Fundamental Corporate Bond Strategies: Why We Tilt Weights toward Income
In our previous discussions about our approach to fixed income indexing, we focused primarily on the fundamental side of our research. By screening bonds based on select fundamental factors, it would have been possible to boost risk-adjusted returns. While we believe this to be significant, we also understand that many investors ultimately allocate to bond strategies for income. Therefore, even though expected total returns may appear compelling, tilting toward higher quality often involves a sacrifice in yield. In this discussion, we seek to acknowledge this potential challenge to indexing and explain our approach to overcome it.
Figure 1 below illustrates the yield sacrifice that a quality approach to fixed income has encountered over time.1 As expected, when we apply fundamental factors to remove lower-quality credits, we become more defensive and lower yielding. While the yield sacrifice for investment grade appears modest, the average level of spreads during this period (including the global financial crisis) is approximately 160 basis points (bps).2 In the case of high yield, the reduction in yield can be meaningful. However, investors should recall that a quality approach to high yield boosted total returns by 130 bps per year despite the sacrifice in yield.3
Figure 1: Calendar-Year Yield Differentials (in basis points) [December 31, 2002 – December 31, 2016]
During a rally when spreads tighten aggressively, lower-quality bonds may generate significant outperformance, which a strict quality strategy may not capture. In order to overcome this potential shortfall, we describe our process to enhance the income profile of the strategy in the second step described below.
The Income Tilt: Balancing Quality With Value
To implement the income tilt, we first establish an income score for each bond. The income score calculates a bond’s incremental income, as proxied by the option-adjusted spread, adjusted by multiple risk factors, including probability of default, interest rate risk4 and potential recovery values. In this step of the process, we are seeking to enhance the incremental income of the strategy while continuing to control for risk. For investment-grade bonds, interest rate risk plays a critical role in generating returns. Because of this, the risk-adjusted income score seeks to control for the amount of interest rate risk. For high-yield bonds, the focus is on the credit risk and recovery value (in the case of default). At the end of the day, we don’t necessarily want to own only bonds with seemingly attractive spreads. By qualifying spreads by the risks they entail, we are attempting to avoid investing in bonds that are trading cheap for a reason.
Next, income scores of all the bonds are ranked against sector peers to establish a percentile ranking from 0% to 100%. Top bonds are ranked closer to 100, average bonds near 50 and lower-scoring bonds near zero. Therefore, if we multiply the bonds’ rank by 2, average bonds (50th percentile) receive no additional weight.
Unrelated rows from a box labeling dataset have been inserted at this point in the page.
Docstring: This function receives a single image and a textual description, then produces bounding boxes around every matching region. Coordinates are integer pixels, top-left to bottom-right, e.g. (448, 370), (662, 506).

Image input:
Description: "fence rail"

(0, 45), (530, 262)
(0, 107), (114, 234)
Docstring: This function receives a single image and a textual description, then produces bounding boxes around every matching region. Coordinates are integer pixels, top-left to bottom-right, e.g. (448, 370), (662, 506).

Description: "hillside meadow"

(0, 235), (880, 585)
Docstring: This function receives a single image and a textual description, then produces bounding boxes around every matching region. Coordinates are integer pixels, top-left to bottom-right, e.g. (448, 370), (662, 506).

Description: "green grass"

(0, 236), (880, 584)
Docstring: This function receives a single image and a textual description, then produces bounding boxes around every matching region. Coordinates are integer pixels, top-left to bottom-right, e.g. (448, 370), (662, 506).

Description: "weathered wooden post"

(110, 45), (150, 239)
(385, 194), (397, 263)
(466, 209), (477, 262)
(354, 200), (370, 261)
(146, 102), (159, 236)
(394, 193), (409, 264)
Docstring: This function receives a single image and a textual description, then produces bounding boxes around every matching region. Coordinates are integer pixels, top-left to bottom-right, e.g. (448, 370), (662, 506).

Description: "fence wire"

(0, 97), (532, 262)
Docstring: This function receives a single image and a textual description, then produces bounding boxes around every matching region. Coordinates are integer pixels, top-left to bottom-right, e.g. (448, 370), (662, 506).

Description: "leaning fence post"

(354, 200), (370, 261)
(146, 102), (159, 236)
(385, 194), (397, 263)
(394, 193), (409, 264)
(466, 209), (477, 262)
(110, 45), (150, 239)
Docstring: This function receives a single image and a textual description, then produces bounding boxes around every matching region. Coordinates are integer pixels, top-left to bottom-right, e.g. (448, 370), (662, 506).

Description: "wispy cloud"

Bonds with high income scores will receive a greater weight, and low-income-score bonds see their weight reduced5. Investors can think about this process as attempting to add incremental income via spread while qualifying that incremental spread to a unit of risk. Ultimately, the goal of this tilt is to increase the income return potential of the Index while retaining quality from the fundamental cut. Below, we show a hypothetical application of the income score adjustment process.
Figure 2: Hypothetical Income Score Application
Ultimately, our approach of tilting toward income seeks to close the deficit in yield by increasing weights to quality bonds in a thoughtful way. While quality will not always outperform, we believe that our fundamental approach to fixed income could add value over market cycles. By adjusting the final weights of the Index with a focus on risk-adjusted yield, we seek to bring the income characteristics of our approaches back in line with market-capitalization weighted strategies.
1Compared to the BofA Merrill Lynch U.S. Corporate Index and the BofA Merrill Lynch U.S. High Yield Index.
2Source: BofA Merrill Lynch, as of 3/31/16.
3Source: WisdomTree, as of 3/31/16.
4An interest rate risk adjustment is applied to only investment-grade strategies due to the greater sensitivity of that market to changes in nominal interest rates.
5The final Index weights are scaled proportionally to add up to 100%.
Important Risks Related to this Article
Fixed income investments are subject to interest rate risk; their value will normally decline as interest rates rise. In addition, when interest rates fall, income may decline. Fixed income investments are also subject to credit risk, the risk that the issuer of a bond will fail to pay interest and principal in a timely manner or that negative perceptions of the issuer’s ability to make such payments will cause the price of that bond to decline.